L’assurance des oeuvres d’art, une niche à fort potentiel.

Un rapport publié par la Lloyd’s de Londres en avril 2010 répertorie les différents domaines
de l’assurance ainsi que leur rentabilité potentielle, sur une échelle graduée de 1 à 4. Le
niveau 1 est constitué par un fort volume potentiel ainsi que par un fort potentiel de croissance
qui peut générer un haut niveau de revenus. Au contraire le niveau 4 est constitué par un
faible volume et un potentiel de croissance réduit. C’est le cas par exemple de l’assurance des
compagnies aérienne. Au contraire l’assurance des oeuvres d’art (Fine Art) relève de la
catégorie 1, au même titre que l’assurance des bijoutiers (jewellers).

Photo L’assurabilité de l’art contemporain  Etude autour de la valeur et de son indemnisation

D’ailleurs sur la période de 2006 à 2007, les ventes d’art contemporain ont connu une
progression de plus de 50%(2) selon la compagnie spécialisée Hiscox. Au niveau mondial, le
marché des oeuvres d’art ne cesse de gravir les sommets. En novembre 2006 une toile du
peintre américain Jackson Pollock se serait échangée contre une somme avoisinant les 108
millions de dollars(3). Le marché des oeuvres d’art représentait, en 2010, 43 milliards d’euros(4),
alors que l’on peut l’estimer entre 3 et 5 milliard d’euros pour la France(5).

Un marché encore peu développé.

Pourtant, malgré ces études avantageuses, l’assurance des oeuvres d’art reste un marché de
niche, exploité par très peu d’acteurs. Selon une estimation récente, seulement 15 à 20% des
oeuvres détenues par les particuliers bénéficient d’un contrat d’assurance(6). Ce faible taux de
pénétration s’explique avant tout par la peur de devoir payer une prime d’assurance trop
élevée. Mais les particuliers redoutent aussi d’attirer l’attention de l’administration fiscale sur
la composition de leur patrimoine. Autre frein soulevé par Claire Paix, directrice de la
branche risques spéciaux d’Albingia, celui des règles concernant les successions, qui
présentent un double visage, car « on se rend compte très souvent que la valeur du patrimoine
mobilier s’intègre dans le forfait de 5% de l’actif global successoral. Concernant les objets
exceptionnels, ils seront par nature identifiés pour le partage entre les héritiers et auront été
souvent assurés par les propriétaires de leurs vivant »

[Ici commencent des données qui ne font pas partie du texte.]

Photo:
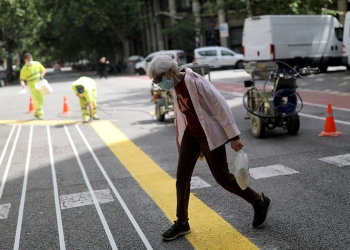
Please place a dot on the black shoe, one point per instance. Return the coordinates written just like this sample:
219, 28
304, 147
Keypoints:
176, 230
261, 211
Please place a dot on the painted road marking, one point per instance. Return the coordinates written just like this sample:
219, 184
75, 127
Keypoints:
24, 190
88, 184
271, 171
323, 118
55, 192
9, 161
4, 211
85, 198
209, 229
40, 122
339, 160
197, 182
116, 193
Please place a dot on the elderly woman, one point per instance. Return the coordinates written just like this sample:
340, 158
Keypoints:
204, 124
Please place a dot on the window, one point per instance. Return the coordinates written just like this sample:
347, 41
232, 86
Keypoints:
339, 33
226, 53
171, 55
207, 52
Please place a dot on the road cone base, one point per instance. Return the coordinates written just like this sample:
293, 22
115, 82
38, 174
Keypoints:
337, 133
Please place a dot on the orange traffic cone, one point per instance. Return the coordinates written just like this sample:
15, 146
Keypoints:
329, 126
31, 106
66, 109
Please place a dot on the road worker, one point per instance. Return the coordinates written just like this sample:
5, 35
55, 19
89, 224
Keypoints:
31, 73
85, 89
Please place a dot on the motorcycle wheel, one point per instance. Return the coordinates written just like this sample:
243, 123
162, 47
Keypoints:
293, 124
257, 125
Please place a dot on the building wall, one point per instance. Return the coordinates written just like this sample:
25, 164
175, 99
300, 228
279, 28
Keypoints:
159, 14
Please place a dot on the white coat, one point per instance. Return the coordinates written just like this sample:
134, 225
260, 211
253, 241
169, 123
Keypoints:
212, 110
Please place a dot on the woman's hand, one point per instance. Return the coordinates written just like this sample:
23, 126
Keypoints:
236, 145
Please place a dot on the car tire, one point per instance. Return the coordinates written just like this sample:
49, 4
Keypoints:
239, 65
2, 83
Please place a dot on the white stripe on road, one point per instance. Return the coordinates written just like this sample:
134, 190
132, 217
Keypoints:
271, 171
24, 189
323, 118
85, 199
116, 193
197, 182
98, 208
55, 192
339, 160
4, 178
325, 106
4, 209
6, 145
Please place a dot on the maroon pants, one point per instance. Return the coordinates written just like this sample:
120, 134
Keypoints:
189, 152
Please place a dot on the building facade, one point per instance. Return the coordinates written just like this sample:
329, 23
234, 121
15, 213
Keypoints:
156, 15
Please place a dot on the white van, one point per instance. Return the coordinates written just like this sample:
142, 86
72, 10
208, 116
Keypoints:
178, 55
299, 40
218, 57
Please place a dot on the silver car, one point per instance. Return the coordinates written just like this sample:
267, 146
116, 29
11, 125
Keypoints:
218, 57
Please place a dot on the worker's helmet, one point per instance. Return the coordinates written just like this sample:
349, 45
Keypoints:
80, 89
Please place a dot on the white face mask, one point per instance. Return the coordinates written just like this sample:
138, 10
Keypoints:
29, 63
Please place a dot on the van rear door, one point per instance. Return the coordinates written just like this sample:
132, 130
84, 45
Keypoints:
256, 39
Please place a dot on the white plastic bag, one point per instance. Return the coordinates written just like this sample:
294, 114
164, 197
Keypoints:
44, 87
241, 170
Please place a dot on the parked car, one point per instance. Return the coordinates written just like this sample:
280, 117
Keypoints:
2, 77
218, 57
178, 55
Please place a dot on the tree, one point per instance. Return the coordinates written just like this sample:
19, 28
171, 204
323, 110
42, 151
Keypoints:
245, 8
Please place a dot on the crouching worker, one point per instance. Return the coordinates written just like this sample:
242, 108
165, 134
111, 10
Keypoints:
85, 89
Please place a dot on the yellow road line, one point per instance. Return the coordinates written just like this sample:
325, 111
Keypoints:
209, 230
39, 122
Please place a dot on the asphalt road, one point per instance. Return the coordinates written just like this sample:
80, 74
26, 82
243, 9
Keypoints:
111, 184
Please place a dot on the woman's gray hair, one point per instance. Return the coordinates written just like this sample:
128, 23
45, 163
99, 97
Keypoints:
160, 64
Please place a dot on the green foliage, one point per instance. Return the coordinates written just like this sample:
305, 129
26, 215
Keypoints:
79, 28
243, 8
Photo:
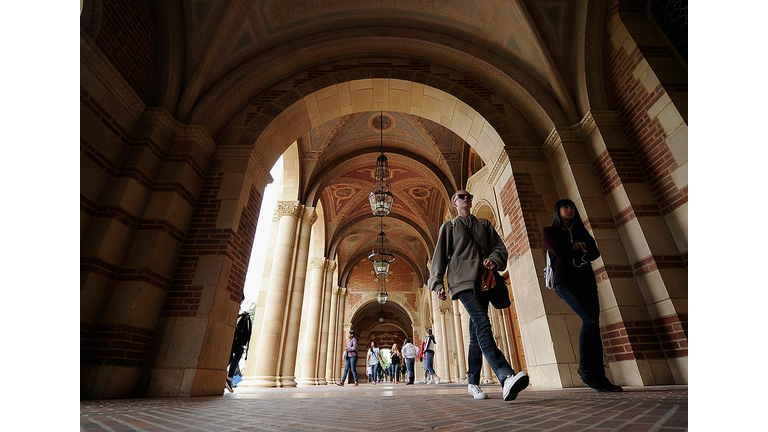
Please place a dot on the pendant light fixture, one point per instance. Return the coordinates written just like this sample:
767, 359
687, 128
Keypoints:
381, 255
381, 197
381, 295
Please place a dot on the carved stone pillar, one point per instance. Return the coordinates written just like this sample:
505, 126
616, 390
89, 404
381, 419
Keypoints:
308, 352
340, 337
444, 349
325, 322
461, 354
291, 342
332, 339
269, 348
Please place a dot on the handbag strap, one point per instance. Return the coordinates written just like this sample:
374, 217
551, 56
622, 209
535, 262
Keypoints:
472, 234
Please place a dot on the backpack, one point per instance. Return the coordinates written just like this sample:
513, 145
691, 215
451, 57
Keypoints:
243, 331
549, 274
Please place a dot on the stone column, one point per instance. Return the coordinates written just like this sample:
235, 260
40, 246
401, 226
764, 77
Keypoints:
308, 352
291, 342
332, 336
325, 323
340, 344
461, 355
444, 350
437, 332
270, 347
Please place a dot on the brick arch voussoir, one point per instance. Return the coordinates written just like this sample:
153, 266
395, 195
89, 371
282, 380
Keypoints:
369, 298
326, 175
350, 225
272, 103
350, 264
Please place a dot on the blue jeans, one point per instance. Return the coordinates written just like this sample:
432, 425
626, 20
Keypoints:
429, 356
481, 341
350, 364
587, 306
375, 371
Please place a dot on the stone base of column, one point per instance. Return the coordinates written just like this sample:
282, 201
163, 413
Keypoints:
305, 382
258, 381
286, 381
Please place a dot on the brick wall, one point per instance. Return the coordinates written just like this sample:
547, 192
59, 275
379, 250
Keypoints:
401, 277
126, 38
203, 238
665, 337
113, 345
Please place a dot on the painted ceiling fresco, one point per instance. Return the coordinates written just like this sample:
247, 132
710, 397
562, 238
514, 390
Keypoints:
340, 156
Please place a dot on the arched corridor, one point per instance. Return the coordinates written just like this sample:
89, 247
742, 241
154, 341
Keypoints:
177, 143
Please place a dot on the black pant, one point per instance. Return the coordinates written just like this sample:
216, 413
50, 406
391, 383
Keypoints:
586, 304
234, 357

Actuellement, les spécialistes estiment qu’en France, sur les 300 000 ménages s’acquittant de
l’impôt sur la fortune (ISF), seulement 20% seraient assurés(7). Pourtant depuis 2004, une
disposition fiscale a levé un frein en supprimant l’obligation pour les compagnies
d’assurances, de déclarer les contrats portant sur les objets d’art et matériaux précieux
supérieurs à 15 000 euros. Depuis cette date les chiffres sont clairement à la hausse. Les vols
sont en déclin grâce à l’action de prévention des assureurs et la mise en place de nombreuses
mesures de sécurité. Des mesures qui viennent confirmer les études de la Lloyd’s, comme le
confirme Diana Des Moutis, directrice de Gras Savoye Patrimoine « la démarche des
assureurs a beaucoup évolué depuis que la branche oeuvre d’art / collection affiche de bons
résultats, c’est-à-dire depuis 4 / 5 ans. Ils connaissent mieux les risques et sont maintenant à
notre écoute et au rendez-vous pour assurer et indemniser nos grands clients privés, même si
il s’agit de capitaux très significatifs ».

Qu’est-ce qu’une oeuvre d’art contemporain ?

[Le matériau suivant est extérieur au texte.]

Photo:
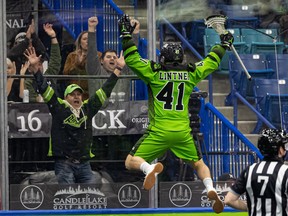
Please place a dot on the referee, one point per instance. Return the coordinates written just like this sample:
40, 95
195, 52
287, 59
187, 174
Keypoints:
266, 182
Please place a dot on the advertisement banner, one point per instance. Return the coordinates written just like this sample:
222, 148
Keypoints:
190, 194
34, 120
84, 196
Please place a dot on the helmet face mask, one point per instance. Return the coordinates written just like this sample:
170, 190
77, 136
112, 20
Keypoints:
271, 140
171, 53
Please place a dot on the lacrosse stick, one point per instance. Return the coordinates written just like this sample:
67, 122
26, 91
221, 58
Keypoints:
217, 22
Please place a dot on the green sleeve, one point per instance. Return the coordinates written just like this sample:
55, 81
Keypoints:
141, 67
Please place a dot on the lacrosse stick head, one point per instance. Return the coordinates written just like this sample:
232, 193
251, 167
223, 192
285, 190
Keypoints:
217, 22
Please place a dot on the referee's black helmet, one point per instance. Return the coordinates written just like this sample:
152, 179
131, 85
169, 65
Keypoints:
270, 141
171, 53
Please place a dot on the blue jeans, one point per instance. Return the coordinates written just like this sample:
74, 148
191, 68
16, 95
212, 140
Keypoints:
70, 173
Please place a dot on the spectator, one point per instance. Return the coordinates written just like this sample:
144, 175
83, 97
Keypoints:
265, 182
107, 64
11, 70
78, 61
22, 42
53, 67
170, 85
71, 131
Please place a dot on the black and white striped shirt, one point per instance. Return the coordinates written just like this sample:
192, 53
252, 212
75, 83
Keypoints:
266, 187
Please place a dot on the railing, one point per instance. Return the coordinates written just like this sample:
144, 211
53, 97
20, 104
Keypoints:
261, 119
228, 150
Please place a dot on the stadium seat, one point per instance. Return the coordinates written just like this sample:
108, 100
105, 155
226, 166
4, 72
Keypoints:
262, 40
270, 97
256, 66
279, 63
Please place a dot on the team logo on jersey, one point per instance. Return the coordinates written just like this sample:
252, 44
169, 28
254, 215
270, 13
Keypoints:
74, 122
129, 195
180, 194
199, 63
144, 60
31, 197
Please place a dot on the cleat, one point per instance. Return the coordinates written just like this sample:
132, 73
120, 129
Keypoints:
150, 178
217, 204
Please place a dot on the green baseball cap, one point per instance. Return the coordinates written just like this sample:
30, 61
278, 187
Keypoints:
72, 88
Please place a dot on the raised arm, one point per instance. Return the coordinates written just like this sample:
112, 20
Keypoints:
55, 56
93, 65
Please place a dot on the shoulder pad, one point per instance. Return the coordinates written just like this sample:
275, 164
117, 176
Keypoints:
156, 66
191, 67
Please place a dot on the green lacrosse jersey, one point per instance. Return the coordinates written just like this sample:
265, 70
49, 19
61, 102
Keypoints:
170, 86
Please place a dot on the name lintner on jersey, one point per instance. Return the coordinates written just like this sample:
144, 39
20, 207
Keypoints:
173, 76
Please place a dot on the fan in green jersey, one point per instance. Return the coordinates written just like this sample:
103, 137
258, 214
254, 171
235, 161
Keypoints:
169, 85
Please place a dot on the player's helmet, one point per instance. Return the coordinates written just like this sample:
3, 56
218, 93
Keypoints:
171, 53
270, 141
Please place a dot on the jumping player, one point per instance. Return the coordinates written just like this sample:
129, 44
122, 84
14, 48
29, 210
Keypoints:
169, 85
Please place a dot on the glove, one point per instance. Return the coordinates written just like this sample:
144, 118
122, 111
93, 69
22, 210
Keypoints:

Définir l’art contemporain revient à définir l’art de notre époque sans vraiment tenir compte
de ces spécificités. L’art d’un Léonard de Vinci, fût, à une époque, un art contemporain. Le
terme « art contemporain » est une notion qui évolue au fil du temps et des périodes. Nous ne
retiendrons pas ici la qualification utilisée l’Université française, qui distingue l’art moderne
et l’art contemporain, selon une chronologie spécifique. Ainsi l’art moderne débute avec les
productions artistiques de la Renaissance, tandis que l’art contemporain débute au milieu de
XIXe siècle avec l’avènement de la personnalité de l’artiste, au détriment des règles des
corporations et de l’académie, qui avaient cours jusqu’à la révolution. C’est au XIXe siècle
qu’apparaît la figure de l’artiste contemporain et son émancipation vis à vis des critères
esthétiques. Ce changement de statut a permis l’apparition des mouvements d’avant-garde,
qui ont remis en cause la notion d’oeuvre d’art comme objet et par voie de conséquence
l’appréhension de celle-ci par le marché de l’art. Nous retiendrons de préférence, l’approche
qui est faite pas les maisons de ventes aux enchères, qui utilisent le terme « Vente d’art
contemporain », pour les ventes d’oeuvres produites après la seconde guerre mondiale. Une
nomenclature qui tient compte des règles économiques du marché.

Pour Raymonde Moulin(8), il existe deux typologies d’art contemporain. Le premier, qu’elle
qualifie d’art de la « figuration traditionnelle », constitue un marché stable et large. Il s’agit le
plus souvent d’une peinture de chevalet, encadrée qui est produite actuellement, pour
répondre aux besoins du producteur, du distributeur et de l’acheteur. On le retrouve
notamment dans certaines galeries spécialisées ou sur des lieux touristiques. Les arguments de
ventes reposent essentiellement sur la valeur décorative. Cette tranche de l’art contemporain
n’est pas reconnue par le marché et il ne figure pas dans les manifestations telles que la FIAC
(Foire d’art contemporain de Paris). D’un autre coté nous avons un art « labellisé » « art
contemporain », dont la structure hétérogène engendre une forte instabilité. Une instabilité qui
ne l’empêche pas d’attirer tout un paysage d’amateur, qui va des collectionneurs, aux
investisseurs financiers. Cet « art labellisé » est celui qui anime un marché particulier, où
certaines oeuvres atteignent des prix vertigineux qui font la une des journaux. C’est cette
deuxième catégorie qui sera l’objet de notre étude.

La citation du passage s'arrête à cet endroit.